The future of democracy is at stake in Wisconsin.  According to Paul Krugman, “what Mr. Walker and his backers are trying to do is to make Wisconsin — and eventually, America — less of a functioning democracy and more of a third-world-style oligarchy.”

Thousands stormed the Wisconsin state capitol to protest Scott Walker (the “Mubarak of Madison”) and his proposals for public-sector unions. Over the past few weeks, state Senators hid out in an Illinois Motel 6, protesters littered war memorials with posters and pamphlets, doctors wrote fake notes for “sick” teachers, yoga class moved to the rotunda, and a camel from The Daily Show slipped on the icy sidewalks. But rest assured, proclaimed the crowd in matching mass-produced t-shirts, “this is what democracy looks like.”

James Madison would disagree. A public-sector union protest is not the essence of democracy. In reality, public-sector unions are a faction, and therefore dangerous to popular government.

“By a faction” James Madison explains in Federalist 10, “I understand a number of citizens, whether amounting to a majority or minority of the whole, who are united and actuated by some common impulse of passion, or of interest, adverse to the rights of other citizens, or to the permanent and aggregate interests of the community.”

Public-sector unions are indeed a group united and motivated by a narrow interest (to maintain job security, cushy benefits, steady streams of cash, and the collective bargaining privileges that enable it all). The problem is that this interest directly challenges the common good of the political community. As one New York Supreme Court judge warned in 1943, “Nothing is more dangerous to public welfare than to admit that hired servants of the State can dictate to the government the hours, the wages and conditions under which they will carry on essential services vital to the welfare, safety, and security of the citizen

Growing out of the Progressive movement’s emphasis on the scientific administration, public-sector unions have a monopoly on public services. Consequently, taxpayers cannot go elsewhere for the services they receive from government. “They’re stuck paying taxes, and stuck having to depend on the government for services like driver’s licenses, garbage pickup, and the many other (often too many) services provided by state and local government.” Therefore, when a public-sector union strikes, it halts the activity of government, and paralyzes the community until it surrenders to the union’s demands. Moreover, where does the money come from to pay public-sector union employees their generous salaries and pensions? Like all government money, it ultimately comes from the taxpayer. When a public-sector union collectively bargains for higher wages or more expensive benefits packages, they are negotiating to take money from the whole community of tax payers and give it to the few members of the public-sector union.
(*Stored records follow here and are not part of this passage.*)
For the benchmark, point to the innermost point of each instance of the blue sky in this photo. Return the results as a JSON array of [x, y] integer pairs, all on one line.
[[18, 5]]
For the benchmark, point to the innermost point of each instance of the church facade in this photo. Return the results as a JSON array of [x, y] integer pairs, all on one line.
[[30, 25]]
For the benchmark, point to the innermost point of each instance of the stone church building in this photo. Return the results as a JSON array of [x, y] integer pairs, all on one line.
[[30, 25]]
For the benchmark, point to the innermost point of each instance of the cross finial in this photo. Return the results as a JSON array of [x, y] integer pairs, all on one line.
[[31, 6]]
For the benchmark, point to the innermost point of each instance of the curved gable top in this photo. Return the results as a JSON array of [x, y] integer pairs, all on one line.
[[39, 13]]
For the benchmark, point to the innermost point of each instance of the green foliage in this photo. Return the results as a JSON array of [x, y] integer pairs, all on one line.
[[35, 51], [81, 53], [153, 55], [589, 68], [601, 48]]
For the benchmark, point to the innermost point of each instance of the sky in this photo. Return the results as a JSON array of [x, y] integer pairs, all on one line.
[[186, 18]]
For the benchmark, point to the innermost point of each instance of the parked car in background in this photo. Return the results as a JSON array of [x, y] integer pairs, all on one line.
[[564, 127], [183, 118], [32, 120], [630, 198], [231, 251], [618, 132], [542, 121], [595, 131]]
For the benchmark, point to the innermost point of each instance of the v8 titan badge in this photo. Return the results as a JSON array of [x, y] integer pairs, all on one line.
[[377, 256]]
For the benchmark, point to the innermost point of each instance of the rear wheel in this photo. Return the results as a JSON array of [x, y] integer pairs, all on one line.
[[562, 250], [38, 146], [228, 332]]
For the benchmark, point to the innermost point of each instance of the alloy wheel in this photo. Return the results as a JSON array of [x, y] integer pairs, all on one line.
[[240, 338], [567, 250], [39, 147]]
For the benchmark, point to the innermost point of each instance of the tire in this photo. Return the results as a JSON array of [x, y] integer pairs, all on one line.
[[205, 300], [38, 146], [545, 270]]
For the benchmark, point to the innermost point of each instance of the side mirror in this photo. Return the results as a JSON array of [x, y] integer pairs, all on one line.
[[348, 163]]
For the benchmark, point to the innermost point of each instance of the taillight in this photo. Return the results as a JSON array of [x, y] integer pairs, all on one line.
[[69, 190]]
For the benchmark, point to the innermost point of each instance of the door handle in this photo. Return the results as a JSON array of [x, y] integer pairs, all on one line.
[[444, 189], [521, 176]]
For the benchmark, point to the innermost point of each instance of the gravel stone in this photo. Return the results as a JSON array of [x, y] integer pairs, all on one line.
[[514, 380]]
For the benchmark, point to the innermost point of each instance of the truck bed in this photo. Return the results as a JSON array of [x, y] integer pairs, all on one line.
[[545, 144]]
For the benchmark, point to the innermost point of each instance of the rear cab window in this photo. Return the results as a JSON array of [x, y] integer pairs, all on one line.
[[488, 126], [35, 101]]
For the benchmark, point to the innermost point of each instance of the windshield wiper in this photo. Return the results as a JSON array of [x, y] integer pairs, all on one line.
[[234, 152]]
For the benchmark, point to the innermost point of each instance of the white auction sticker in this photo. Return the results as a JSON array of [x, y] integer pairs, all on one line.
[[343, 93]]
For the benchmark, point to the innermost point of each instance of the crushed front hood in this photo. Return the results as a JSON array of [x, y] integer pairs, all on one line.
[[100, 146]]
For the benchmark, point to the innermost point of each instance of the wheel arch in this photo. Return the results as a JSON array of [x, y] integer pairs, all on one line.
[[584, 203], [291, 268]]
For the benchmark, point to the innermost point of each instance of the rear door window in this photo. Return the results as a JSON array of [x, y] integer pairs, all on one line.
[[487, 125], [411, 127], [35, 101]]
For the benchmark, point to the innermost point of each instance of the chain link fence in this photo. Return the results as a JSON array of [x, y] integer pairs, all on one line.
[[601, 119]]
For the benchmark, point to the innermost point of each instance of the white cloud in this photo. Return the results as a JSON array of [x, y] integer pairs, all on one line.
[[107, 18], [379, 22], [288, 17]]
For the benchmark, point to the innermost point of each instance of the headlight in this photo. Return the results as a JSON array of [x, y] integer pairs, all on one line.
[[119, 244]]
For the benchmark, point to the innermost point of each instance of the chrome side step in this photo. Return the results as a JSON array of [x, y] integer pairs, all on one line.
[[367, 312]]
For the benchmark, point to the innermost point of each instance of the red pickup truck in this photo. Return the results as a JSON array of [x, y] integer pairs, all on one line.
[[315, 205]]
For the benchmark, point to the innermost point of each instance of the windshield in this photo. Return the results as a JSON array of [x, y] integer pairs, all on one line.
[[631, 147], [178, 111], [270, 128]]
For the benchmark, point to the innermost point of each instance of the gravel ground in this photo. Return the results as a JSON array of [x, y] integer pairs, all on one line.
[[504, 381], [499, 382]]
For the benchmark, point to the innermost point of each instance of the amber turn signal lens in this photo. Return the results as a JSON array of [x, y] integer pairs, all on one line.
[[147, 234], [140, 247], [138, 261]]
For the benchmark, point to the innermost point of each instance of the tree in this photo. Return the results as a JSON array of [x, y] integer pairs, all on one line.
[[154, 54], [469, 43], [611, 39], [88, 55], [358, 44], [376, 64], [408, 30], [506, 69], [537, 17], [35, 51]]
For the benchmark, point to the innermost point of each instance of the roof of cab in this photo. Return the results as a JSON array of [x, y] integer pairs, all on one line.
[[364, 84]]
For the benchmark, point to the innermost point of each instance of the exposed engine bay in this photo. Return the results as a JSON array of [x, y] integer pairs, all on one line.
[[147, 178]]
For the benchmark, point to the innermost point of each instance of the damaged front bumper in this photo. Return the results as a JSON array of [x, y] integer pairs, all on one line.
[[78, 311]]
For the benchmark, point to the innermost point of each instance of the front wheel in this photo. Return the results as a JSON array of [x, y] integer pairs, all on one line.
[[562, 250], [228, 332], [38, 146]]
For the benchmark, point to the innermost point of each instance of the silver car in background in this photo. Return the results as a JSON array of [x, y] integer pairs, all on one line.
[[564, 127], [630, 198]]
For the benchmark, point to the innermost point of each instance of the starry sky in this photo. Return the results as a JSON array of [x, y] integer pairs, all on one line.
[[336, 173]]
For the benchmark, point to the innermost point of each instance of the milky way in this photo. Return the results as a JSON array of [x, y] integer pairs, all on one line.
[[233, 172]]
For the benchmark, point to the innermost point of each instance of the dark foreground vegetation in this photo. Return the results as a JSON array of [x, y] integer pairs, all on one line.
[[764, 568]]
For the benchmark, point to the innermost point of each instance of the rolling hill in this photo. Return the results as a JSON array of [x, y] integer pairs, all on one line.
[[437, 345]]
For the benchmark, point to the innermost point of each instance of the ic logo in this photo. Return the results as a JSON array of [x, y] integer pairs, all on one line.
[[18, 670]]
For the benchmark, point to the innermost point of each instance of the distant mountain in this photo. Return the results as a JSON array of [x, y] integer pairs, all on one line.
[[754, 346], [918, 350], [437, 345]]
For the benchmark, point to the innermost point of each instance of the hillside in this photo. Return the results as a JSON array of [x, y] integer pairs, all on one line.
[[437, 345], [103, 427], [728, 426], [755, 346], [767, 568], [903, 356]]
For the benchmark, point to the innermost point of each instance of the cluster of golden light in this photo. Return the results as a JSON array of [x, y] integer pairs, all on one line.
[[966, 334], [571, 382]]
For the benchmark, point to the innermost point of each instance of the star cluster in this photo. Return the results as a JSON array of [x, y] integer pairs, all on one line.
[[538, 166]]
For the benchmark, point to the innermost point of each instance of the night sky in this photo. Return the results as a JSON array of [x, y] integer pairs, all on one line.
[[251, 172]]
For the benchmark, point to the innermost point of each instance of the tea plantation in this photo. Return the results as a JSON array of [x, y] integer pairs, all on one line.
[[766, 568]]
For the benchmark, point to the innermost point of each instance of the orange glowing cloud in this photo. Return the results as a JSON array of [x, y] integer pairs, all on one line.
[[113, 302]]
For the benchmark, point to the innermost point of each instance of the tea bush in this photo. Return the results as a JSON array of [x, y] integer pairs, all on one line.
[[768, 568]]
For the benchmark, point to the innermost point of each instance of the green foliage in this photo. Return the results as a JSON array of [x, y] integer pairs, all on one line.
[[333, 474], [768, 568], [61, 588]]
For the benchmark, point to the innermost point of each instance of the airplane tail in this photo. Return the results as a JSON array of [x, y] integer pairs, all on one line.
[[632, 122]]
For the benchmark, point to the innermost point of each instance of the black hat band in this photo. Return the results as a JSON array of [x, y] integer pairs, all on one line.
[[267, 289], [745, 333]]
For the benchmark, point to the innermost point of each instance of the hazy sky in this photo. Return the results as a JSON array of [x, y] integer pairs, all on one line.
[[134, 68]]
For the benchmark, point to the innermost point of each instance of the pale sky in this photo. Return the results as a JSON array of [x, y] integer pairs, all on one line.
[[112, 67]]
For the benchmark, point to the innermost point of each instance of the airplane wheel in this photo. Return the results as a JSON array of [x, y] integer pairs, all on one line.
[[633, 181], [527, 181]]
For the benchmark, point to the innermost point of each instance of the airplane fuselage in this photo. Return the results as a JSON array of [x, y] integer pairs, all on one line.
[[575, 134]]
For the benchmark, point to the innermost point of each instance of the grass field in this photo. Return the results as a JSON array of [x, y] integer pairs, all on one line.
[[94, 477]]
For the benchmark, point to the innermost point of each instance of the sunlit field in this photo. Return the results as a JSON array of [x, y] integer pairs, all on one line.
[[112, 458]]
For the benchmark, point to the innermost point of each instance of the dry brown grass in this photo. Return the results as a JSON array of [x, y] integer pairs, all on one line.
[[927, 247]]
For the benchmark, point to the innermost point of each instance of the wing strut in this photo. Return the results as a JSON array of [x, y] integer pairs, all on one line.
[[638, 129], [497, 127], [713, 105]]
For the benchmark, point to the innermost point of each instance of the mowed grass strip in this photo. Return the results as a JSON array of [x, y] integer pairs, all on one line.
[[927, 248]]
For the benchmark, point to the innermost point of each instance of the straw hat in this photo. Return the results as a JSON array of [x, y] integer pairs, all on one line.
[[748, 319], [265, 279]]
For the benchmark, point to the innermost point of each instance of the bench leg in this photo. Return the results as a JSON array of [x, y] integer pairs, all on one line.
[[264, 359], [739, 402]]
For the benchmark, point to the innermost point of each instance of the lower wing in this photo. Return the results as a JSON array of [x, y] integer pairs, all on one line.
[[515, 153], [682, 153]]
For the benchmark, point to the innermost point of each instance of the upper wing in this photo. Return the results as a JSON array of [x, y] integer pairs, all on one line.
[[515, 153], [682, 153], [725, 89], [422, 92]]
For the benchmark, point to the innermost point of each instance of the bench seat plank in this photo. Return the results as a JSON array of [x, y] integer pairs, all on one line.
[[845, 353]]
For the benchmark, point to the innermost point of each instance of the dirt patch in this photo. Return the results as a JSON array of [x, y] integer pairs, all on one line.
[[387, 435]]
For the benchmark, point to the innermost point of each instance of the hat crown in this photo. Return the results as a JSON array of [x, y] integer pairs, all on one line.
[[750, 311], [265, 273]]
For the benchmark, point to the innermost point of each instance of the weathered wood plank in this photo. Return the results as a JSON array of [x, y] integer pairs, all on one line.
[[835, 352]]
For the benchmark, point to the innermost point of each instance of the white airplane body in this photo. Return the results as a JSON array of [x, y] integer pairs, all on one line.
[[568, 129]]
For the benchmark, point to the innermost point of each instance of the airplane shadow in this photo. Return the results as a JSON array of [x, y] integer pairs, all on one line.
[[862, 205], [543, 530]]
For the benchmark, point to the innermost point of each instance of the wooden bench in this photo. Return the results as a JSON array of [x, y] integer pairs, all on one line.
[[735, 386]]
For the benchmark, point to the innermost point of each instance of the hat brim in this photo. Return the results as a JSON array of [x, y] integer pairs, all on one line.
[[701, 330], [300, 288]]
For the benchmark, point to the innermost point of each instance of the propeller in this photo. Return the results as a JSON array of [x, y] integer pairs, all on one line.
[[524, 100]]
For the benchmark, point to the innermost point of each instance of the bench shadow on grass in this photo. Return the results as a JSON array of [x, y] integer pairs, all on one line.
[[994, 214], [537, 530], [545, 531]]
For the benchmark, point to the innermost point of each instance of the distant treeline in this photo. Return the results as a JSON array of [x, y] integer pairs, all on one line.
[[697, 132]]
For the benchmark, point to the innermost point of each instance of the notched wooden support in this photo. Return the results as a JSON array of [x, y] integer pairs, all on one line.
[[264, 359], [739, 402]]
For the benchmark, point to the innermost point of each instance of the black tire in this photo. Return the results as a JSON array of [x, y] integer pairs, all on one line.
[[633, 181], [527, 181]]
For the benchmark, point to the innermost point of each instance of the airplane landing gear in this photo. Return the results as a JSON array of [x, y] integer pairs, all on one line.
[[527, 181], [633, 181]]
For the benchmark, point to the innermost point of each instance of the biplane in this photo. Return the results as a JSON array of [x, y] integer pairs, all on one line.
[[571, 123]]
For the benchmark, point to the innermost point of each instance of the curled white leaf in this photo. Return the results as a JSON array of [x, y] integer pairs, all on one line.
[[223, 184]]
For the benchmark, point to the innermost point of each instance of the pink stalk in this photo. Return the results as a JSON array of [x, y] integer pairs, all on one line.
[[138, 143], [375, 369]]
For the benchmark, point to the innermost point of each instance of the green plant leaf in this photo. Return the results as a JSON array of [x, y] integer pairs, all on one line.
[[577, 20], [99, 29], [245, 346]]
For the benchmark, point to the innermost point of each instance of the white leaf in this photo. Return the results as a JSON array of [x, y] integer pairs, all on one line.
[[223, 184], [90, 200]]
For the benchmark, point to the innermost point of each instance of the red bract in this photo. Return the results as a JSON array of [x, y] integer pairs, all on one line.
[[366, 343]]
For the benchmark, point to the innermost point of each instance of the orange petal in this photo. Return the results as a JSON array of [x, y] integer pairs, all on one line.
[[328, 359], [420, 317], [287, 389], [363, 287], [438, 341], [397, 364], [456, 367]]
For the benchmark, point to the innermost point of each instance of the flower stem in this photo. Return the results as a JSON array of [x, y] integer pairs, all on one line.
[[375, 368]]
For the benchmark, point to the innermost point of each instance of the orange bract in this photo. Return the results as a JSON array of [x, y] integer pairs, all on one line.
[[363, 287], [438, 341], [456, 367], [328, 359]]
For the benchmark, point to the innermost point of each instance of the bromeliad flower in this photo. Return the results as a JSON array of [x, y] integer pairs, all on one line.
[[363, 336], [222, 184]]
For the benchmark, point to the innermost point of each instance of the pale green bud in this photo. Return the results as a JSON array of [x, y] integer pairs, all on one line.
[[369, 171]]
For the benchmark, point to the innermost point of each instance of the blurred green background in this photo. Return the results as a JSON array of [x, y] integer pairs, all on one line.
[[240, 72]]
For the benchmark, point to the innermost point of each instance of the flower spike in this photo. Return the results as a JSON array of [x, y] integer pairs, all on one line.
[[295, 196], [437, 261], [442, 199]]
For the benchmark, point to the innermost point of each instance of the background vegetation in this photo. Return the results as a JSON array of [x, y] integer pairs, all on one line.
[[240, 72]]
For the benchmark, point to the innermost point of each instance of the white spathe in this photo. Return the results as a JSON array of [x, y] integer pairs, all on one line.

To be sure, public-sector unions are different from private-sector unions. If Apple employees go on strike, then iPads will be unavailable. But, if teachers go on strike (or follow the Wisconsin model of calling in “sick”), then public schools will close.

The Wisconsin public-sector union protests are not the pinnacle of democracy—they are its nadir. These public-sector unions are factions in action: they are a group of citizens motivated by their narrow self-interest in maintaining high salaries, benefits, and job security at the expense of the rest of the state’s well-being.  Factions are “the mortal diseases under which popular governments have everywhere perished.” But, Madison’s “republican remedy for the diseases most incident to republican government” is to destroy factions by expanding the number of interests. This suggests breaking the monopoly of public-sector unions and encouraging competition. Let’s hope that it is not too late for popular government in Wisconsin.